Sunday, January 12, 2014

Indians in insider trading

Anil Kumar and Rajat Gupta are the names that come to our mind whenever anyone talks about the evil of insider trading. They formerly worked for McKinsey and Co., perhaps one of the most prestigious consultant firms in the world. The fact that top ranked officials in such a firm could indulge in the nefarious practice rattled several erstwhile clients who trusted the character and capacity of consultants.

Indians figure disproportionately in the list of suspected insider traders. The latest to appear in this abominable list is 39-year-old Mathew Martoma whose name was Ajay Mathew Thomas before he was expelled from Harvard Law School for forging his 1st year grades in applications for clerkship with judges. He had also studied in Stanford University Graduate School of Business.

The charge against him now is that he indulged in insider trading while being a funds manager at SAC Capital Advisors promoted by Steven A. Cohen. He is alleged to have made illegal use of non-public information relating to an experimental drug for Alzheimer's disease. This transgression of law is supposed to have fetched additional profit of $276 mn. for the company and a consequent $9.3mn. bonus for Martoma. This episode of insider trading is notoriously called as "the most lucrative insider trading scheme ever charged". Of course, this record may not hold for a long time!
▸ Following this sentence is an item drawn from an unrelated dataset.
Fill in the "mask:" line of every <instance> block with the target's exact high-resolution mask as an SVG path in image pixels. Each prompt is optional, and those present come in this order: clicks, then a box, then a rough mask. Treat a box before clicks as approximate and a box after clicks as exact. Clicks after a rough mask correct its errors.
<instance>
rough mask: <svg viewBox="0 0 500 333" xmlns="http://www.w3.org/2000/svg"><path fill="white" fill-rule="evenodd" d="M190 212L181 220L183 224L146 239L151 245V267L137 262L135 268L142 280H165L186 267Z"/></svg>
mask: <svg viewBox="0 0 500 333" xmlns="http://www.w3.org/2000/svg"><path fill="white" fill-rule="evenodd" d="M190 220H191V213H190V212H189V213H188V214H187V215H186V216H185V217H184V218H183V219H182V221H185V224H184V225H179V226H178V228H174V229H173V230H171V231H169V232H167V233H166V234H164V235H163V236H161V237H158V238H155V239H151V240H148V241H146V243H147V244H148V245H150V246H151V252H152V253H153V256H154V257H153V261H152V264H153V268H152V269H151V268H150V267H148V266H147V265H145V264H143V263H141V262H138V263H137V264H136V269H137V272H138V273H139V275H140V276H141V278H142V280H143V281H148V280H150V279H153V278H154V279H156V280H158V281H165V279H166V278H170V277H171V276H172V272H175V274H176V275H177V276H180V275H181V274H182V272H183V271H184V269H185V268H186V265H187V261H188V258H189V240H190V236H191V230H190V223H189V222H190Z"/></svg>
Mathew (let us call him so because this is common between his old and current names) has been described as an intelligent, ambitious and 'idealistic' young scholar by his friends and as extraordinarily intelligent, remarkably analytical and wonderfully fair-minded individual by his professors.

What is the message from this developing story? Do we succumb to greed for pelf when business pressures mount? How does an idealistic person become an insider trader? Are there both Dr.Jekyll and Mr.Hyde in each one of us with the latter always waiting for an opportunity to manifest himself?